De la Redacción de Carmelo Portal
La caravana política en el interior del Uruguay, más que un simple desfile de vehículos, es una manifestación de poder y un ritual colectivo. Con cada campaña electoral, los pueblos pequeños de la geografía uruguaya se ven atravesados por estas caravanas que recorren calles angostas y plazas en ebullición, donde el eco de las bocinas se mezcla con los gritos y cánticos de los seguidores. Aquí, el triunfo no se mide solo en votos, sino en la longitud de la caravana, en la cantidad de autos que se logran convocar y en el impacto que se deja en la memoria de la comunidad.
Cada caravana se organiza con una precisión casi militar. Los autos, decorados con banderas y pegatinas del candidato, se alinean en las afueras del pueblo, esperando la señal para avanzar. Los líderes locales tienen un rol protagónico en esta fase: se aseguran de que no falte nadie, que los simpatizantes lleguen puntuales y que los vehículos estén en condiciones de recorrer las calles polvorientas de la localidad. Porque no se trata solo de llenar una calle, sino de inundar el espacio público con la presencia del candidato, de hacer sentir que «somos más».
En este contexto, los autos se convierten en una unidad de medida. Contarlos es esencial, porque el éxito de la caravana depende del número que pueda presumir el día después. Se especula, se exagera, pero sobre todo, se disputa el título de la caravana más larga. En esa matemática social, el candidato con más autos es percibido como el más popular, el que tiene más chances de ganar. En los pueblos, donde todo se mide y se comenta, estos desfiles vehiculares son una suerte de termómetro electoral.
Los camiones y ómnibus, por su parte, son parte del «desborde». Son más que simples medios de transporte: su presencia es la afirmación visual del respaldo masivo. Un ómnibus lleno de personas que llegan de otros puntos del departamento es un argumento de peso, una prueba de que el candidato puede mover masas. Lo mismo sucede con las motos, que zigzaguean entre los autos, agregando dinamismo y velocidad a una marcha que, de por sí, ya es caótica. El uso de estos vehículos no es casual: son símbolos del poder de convocatoria, del entusiasmo de los seguidores, de la capacidad del candidato para hacer vibrar a la comunidad.

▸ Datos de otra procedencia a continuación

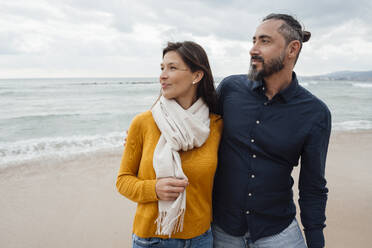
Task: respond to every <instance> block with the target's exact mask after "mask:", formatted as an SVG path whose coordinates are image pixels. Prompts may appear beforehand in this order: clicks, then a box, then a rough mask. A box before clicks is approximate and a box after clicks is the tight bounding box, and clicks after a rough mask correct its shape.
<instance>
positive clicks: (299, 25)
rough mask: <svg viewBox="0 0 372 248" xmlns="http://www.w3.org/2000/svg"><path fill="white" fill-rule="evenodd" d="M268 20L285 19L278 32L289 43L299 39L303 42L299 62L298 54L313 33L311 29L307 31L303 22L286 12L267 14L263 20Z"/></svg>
mask: <svg viewBox="0 0 372 248" xmlns="http://www.w3.org/2000/svg"><path fill="white" fill-rule="evenodd" d="M267 20H282V21H284V23H283V25H281V26H280V27H279V30H278V32H279V33H280V34H282V35H283V37H284V39H285V41H286V43H287V45H288V44H289V43H290V42H291V41H293V40H298V41H300V43H301V46H300V50H299V51H298V54H297V57H296V61H295V64H296V62H297V59H298V56H299V54H300V52H301V49H302V43H304V42H307V41H308V40H309V39H310V37H311V33H310V32H309V31H305V30H303V29H302V26H301V24H300V23H299V22H298V21H297V20H296V19H295V18H294V17H293V16H290V15H286V14H274V13H273V14H270V15H268V16H266V17H265V18H264V19H263V20H262V21H267Z"/></svg>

Las caravanas, además de su valor cuantitativo, tienen una dimensión simbólica profunda. Se inscriben en una tradición política del Uruguay que mezcla lo cívico con lo festivo, donde el acto político se convierte en una fiesta. En cada bocinazo, en cada bandera ondeante, se respira una mezcla de fervor y competencia. Historiadores como José Pedro Barrán ya hablaban de la «sensibilidad» uruguaya, de cómo lo festivo y lo masivo tienen un rol en la consolidación del poder y en la formación de identidades colectivas. En las caravanas, ese espíritu se respira en cada esquina.
Cada pueblo se transforma, por unas horas, en una pasarela de símbolos. Las caravanas no son solo actos proselitistas, son representaciones del poder, del arraigo y de la pertenencia. El candidato avanza rodeado de una marea de autos que lo empuja y lo sostiene. Y en cada cuadra que atraviesan, en cada vecino que mira desde la vereda, se mide el pulso de la campaña. Las caravanas son el escenario donde lo social y lo político se encuentran, donde el éxito no solo se proclama en los discursos, sino que se cuenta en vehículos y se mide en cuadras recorridas.
Al final, la caravana se disuelve. Los autos se dispersan, los ómnibus parten hacia sus destinos, y el pueblo retoma su ritmo cotidiano. Pero algo queda. La imagen de los autos avanzando uno tras otro, la sensación de haber sido parte de algo más grande que la vida cotidiana, un recordatorio de que, al menos por un día, el futuro del país pasó por las calles del pueblo. Y esa sensación, en un Uruguay tan apegado a lo tradicional y a lo simbólico, es quizás lo que mejor explica la vigencia de estas caravanas en la política nacional.